The solution of the differential equation turned out to be a more effective method of predicting planetary motion in comparison with the algorithm of Ptolemy. More importantly, however, is that our belief in this method has allowed us to open a new invisible planet, because of the law of universal gravitation. He explained why rockets fly and the apples are falling, and why are the moon and galaxies.
This basic pattern — find the set of equations describing the unifying principle has been used successfully in physics over and over again. So we have identified the Standard model, the culmination of half a century of studies of particle physics, which accurately describes the structure of each atom, the nucleus or particles. So we are trying to understand high-temperature superconductivity, dark matter and quantum computers. (The unreasonable effectiveness of this method even raised questions about why the universe is so perfectly amenable to mathematical description).
In the whole of science the concept of understanding something means returning to the original pattern: if you can reduce a complex phenomenon to a simple set of principles, you have understood it.
Exceptions to the rule
And yet, there are regrettable exceptions that spoil this beautiful story. Turbulence is one of the reasons why predicting the weather is difficult — a vivid example from physics. The vast majority of problems in biology, from the intricate structures in other structures also can not be explained with a simple principle of unification and simplification.
Although there is no doubt that atoms and chemistry, and hence the simple principles underlying these systems are described by a universally effective uravnenii, it’s a pretty inefficient way of generating useful predictions.
At the same time, it becomes obvious that these problems are easily amenable to machine learning methods.
Just as the ancient Greeks sought answers from the mystical Delphi Oracle, we will look for answers to difficult questions of science the all-knowing oracles with artificial intelligence.
Such oracles are already driving Autonomous cars and choose objects for investment in the stock market, and very soon will be to predict which drugs will be effective against bacteria — and what will be the weather in two weeks.
They will make these predictions with high precision, which we never dreamed of, not using any mathematical models and equations.
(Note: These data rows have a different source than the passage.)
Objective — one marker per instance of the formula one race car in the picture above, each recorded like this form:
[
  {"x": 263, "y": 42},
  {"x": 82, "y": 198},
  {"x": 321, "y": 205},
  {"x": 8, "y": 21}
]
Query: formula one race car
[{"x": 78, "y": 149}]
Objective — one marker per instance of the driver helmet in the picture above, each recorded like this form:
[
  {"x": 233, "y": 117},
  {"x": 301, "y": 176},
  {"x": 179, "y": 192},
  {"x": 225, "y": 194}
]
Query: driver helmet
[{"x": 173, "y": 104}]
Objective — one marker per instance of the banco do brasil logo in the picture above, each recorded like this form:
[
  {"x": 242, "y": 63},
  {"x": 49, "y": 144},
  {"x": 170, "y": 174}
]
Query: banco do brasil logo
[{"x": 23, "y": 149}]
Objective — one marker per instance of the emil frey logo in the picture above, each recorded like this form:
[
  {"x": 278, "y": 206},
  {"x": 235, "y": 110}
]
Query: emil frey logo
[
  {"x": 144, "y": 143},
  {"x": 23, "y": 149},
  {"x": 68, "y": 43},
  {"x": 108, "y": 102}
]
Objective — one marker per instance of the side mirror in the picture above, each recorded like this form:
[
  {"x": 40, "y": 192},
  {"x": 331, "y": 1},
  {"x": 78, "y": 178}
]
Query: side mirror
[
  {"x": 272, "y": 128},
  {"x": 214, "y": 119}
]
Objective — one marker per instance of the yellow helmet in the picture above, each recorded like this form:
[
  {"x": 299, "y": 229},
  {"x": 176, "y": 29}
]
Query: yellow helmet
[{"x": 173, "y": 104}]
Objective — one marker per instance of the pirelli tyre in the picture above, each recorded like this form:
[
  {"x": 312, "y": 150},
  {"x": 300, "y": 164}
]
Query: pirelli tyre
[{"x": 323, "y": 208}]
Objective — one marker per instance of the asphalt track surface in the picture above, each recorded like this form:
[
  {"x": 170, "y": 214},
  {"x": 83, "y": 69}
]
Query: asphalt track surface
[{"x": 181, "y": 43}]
It is possible that, armed with data on billions of collisions at the Large hadron Collider, they will cope better with the predictions of the outcome of the experiment with particles, than even favorite physicists Standard model.
Like unexplained sources of revelation of the priestesses of Delphi, our prophets of artificial intelligence are also unlikely to be able to explain why they predict so, and not otherwise. Their findings will be based on many microseconds that can be called “experience.” They will be like the uneducated farmer who is able to accurately predict how weather will change, “because the bones are aching” or other premonitions.
Science without understanding?
The consequences of machine intelligence in science and philosophy of science can be stunning.
For example, in the face of more accurate predictions, though obtained by the unknown man will we deny that machines have better knowledge than we?
If the prediction actually is the main goal of science, as we need to modify scientific method, an algorithm, which for centuries allowed us to identify mistakes and correct them?
If we abandon the understanding, whether it makes sense to do science, which we were doing?
Nobody knows. But if we can’t articulate why science is more than the ability to make good predictions, scientists will soon discover that the “trained artificial intelligence makes them better than their own”.